MadSci Network: Immunology
Query:

Re: What are the projections for the future of AIDS treatment - 5 to 10yrs

Date: Wed Nov 7 15:58:59 2007
Posted By: Brian Foley, Molecular Genetics Staff Scientist
Area of science: Immunology
ID: 1194322731.Im
Message:

HIV-1 and HIV-2 are lentiviruses (a subset of retroviruses). All retroviruses integrate their viral genome into the host chromosomes as a part of their life cycle. This makes it impossible to remove all viruses and truly "cure" an infection with a retrovirus. For this reason and others, prevention is far more desirable than treatment. HIV infection can be prevented both through the actions of individuals to practice safer sex, not share needles, etc, and through the actions of governments to screen for infections and do contact tracing and other methods to slow infection transmission chains.

Vaccines for HIV are being developed, but it is a very difficult problem. For one thing, most currently available vaccines, such as the vaccine against polio virus, do not entirely prevent infection, they only prevent disease or lessen the severity of the infection. For retroviruses, we want what is known as "sterilizing immunity", meaning that the vaccinated person is completely immune from infection. Currently we have many vaccines that prevent AIDS from developing in Rhesus macaques, which are used as the animal model for AIDS. However, some infection still occurs, and for a human vaccine we want sterilizing immunity. A second problem is that there is a great diversity of HIV-1 viruses circulating in the world. It is difficult to make one vaccine that protects against many different strains of a virus.

For treatments, the currently available drug regimens are very close to being good enough. Affordability and deliverability to the third world is currently the biggest problem. In the developed world, among people with health insurance, the drugs work very well extending lifespans to nearly normal for the majority of treated people. However, some of the drugs are expensive and/or require refrigeration, which prevents most of the developing world from having access. These same problems would apply to a vaccine if we had one today.

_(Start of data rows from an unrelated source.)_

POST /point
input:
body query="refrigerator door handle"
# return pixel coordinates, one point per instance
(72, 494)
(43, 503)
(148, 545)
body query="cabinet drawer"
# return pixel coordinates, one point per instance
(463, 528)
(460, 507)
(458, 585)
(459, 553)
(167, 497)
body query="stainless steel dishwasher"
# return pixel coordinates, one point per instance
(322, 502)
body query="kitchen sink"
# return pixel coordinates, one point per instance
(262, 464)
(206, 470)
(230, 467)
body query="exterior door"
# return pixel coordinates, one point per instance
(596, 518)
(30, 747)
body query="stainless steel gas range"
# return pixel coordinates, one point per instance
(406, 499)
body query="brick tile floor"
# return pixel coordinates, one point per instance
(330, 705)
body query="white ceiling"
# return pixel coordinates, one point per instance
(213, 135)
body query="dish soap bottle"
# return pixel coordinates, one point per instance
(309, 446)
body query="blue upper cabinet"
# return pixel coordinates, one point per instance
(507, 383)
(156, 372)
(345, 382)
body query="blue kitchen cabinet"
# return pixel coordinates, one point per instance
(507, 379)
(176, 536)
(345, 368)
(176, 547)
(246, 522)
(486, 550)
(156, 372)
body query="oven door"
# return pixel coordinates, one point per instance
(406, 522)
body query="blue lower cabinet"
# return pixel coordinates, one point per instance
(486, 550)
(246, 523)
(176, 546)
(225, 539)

Current drug regimens include at least 2 reverse transcriptase inhibitors, but the best regimens include 3 drugs with one of them often being a protease inhibitor. Some drug combinations can be put together in a single pill to be taken just once a day, which has greatly eased the complications of treatment. Other combinations are more complicated, for example with one drug needing to be taken on an empty stomach and another taken with a meal. A small percentage of people have side effects from taking one or more drugs, so they need to switch to other drugs. Also, some people are infected with viruses that are resistant to one or more drugs. So finding a combination that works for each individual patient can be difficult. In much of the developing world, there are not enough trained physicians to help with delivery of the currently available and affordable drugs.

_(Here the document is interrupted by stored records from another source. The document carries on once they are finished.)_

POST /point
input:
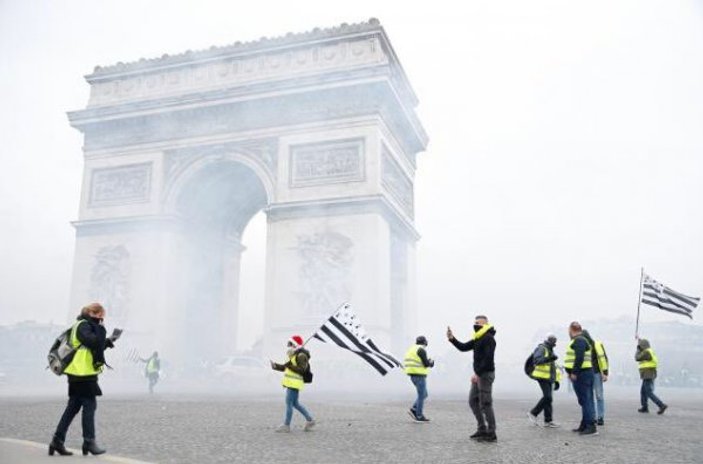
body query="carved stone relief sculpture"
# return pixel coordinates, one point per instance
(325, 264)
(109, 281)
(120, 185)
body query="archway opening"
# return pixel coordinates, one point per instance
(215, 205)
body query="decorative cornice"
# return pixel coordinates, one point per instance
(215, 52)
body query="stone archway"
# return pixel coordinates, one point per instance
(315, 129)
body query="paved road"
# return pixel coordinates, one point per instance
(13, 451)
(220, 430)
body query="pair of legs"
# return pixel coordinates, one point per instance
(647, 393)
(583, 386)
(481, 402)
(153, 380)
(545, 403)
(75, 403)
(293, 403)
(420, 382)
(598, 395)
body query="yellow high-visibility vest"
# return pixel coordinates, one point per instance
(544, 370)
(651, 364)
(292, 379)
(601, 358)
(412, 362)
(482, 331)
(151, 366)
(571, 355)
(82, 363)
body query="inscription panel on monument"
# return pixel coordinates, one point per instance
(120, 185)
(327, 162)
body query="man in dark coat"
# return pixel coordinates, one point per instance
(483, 345)
(83, 387)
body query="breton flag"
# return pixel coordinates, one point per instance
(344, 330)
(660, 296)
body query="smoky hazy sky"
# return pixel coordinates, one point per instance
(566, 145)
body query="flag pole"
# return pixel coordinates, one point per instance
(639, 303)
(333, 313)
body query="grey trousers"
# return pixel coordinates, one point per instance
(481, 402)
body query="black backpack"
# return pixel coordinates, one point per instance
(530, 365)
(61, 353)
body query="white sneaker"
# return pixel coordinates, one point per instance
(533, 419)
(309, 425)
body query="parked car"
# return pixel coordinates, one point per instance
(244, 370)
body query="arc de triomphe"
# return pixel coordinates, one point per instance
(316, 129)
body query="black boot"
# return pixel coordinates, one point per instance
(89, 446)
(589, 430)
(57, 446)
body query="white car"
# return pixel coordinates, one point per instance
(243, 369)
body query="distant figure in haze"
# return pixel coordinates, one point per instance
(600, 375)
(295, 370)
(88, 335)
(648, 363)
(579, 364)
(548, 376)
(417, 366)
(152, 369)
(483, 345)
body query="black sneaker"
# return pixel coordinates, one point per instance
(488, 437)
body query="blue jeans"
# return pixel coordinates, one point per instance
(598, 393)
(647, 393)
(583, 386)
(420, 382)
(292, 402)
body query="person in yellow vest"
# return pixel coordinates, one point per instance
(648, 363)
(152, 369)
(600, 375)
(294, 370)
(88, 335)
(417, 365)
(578, 363)
(548, 376)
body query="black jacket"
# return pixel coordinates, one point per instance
(484, 351)
(93, 336)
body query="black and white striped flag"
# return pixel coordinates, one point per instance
(660, 296)
(344, 330)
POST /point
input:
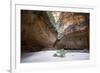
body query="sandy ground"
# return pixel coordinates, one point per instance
(47, 56)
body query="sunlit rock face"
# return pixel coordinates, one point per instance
(36, 31)
(40, 30)
(76, 31)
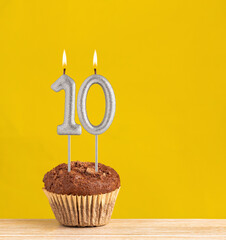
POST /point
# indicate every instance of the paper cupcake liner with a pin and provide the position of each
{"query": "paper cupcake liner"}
(82, 211)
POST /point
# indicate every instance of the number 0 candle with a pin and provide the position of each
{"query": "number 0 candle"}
(109, 106)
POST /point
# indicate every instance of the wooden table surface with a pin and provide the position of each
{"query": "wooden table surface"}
(116, 229)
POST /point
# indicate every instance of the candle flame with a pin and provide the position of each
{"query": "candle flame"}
(95, 59)
(64, 60)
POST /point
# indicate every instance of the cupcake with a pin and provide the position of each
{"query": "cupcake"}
(82, 197)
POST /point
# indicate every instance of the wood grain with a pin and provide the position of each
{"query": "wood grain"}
(116, 229)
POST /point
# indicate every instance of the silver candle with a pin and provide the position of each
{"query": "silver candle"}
(69, 126)
(110, 105)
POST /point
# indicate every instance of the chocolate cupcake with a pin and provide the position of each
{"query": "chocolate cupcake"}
(82, 197)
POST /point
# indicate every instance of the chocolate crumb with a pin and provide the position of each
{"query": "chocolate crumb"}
(82, 180)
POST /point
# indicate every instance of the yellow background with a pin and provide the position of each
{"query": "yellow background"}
(166, 63)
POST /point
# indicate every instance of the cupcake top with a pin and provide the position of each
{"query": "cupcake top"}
(82, 179)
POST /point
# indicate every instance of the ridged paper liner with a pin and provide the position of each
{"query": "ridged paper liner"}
(82, 211)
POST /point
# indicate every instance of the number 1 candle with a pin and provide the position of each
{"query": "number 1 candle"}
(69, 126)
(109, 106)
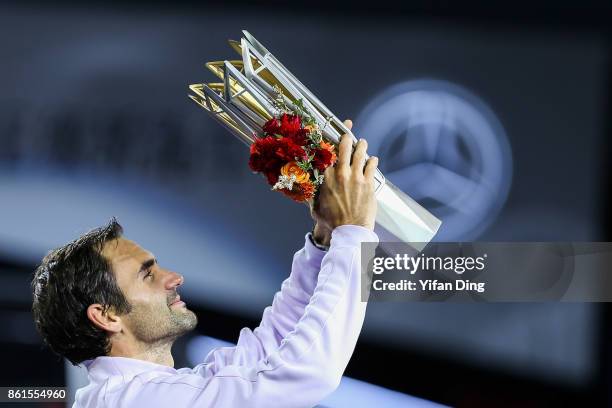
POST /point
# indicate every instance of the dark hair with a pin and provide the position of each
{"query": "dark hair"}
(70, 279)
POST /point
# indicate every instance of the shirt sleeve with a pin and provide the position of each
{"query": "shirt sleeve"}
(299, 352)
(287, 307)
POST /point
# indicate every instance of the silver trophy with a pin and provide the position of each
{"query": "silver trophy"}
(245, 100)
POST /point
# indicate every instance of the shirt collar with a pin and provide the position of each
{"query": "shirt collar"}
(103, 367)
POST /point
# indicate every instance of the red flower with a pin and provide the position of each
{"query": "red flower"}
(269, 154)
(263, 156)
(288, 151)
(290, 124)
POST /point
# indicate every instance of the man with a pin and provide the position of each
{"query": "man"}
(104, 301)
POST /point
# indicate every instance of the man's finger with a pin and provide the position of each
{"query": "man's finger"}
(344, 152)
(359, 157)
(370, 168)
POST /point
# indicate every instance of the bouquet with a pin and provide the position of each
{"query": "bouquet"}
(292, 135)
(292, 153)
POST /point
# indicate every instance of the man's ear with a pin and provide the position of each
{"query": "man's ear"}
(104, 318)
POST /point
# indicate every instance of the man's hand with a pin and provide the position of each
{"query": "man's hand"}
(347, 195)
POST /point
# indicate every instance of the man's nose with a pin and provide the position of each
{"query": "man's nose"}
(173, 280)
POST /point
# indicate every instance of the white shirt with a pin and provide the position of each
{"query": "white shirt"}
(295, 358)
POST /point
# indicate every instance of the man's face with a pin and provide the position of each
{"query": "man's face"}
(158, 314)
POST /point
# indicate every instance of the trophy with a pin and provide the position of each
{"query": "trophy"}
(249, 100)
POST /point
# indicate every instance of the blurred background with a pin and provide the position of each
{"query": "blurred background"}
(506, 104)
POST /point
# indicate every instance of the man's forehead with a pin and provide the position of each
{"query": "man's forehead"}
(124, 250)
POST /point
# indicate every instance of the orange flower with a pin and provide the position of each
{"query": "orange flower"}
(301, 192)
(290, 168)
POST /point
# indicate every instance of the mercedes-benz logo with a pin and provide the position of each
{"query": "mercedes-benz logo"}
(445, 148)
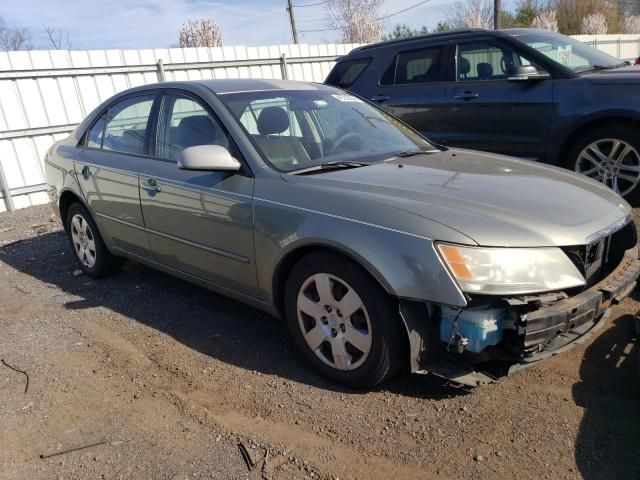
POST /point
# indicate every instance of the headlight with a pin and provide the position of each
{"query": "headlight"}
(510, 271)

So, currenlty the major bottlenecks in slowing the pandemic are in the areas of counseling and testing to prevent new infections, quickly diagnosing new infections, and preventing the newly infected people from continuing to spread the virus. Also, there is a huge shortage of people trained to provide the best treatments. Drugs could be made more affordable by changes in patents, and more local production of drugs.

For the developed world, new drugs that target the HIV integrase, and drugs which affect human proteins that the virus needs for reproduction (such as the CCR5 protein needed for viral entry into the cell) are being developed.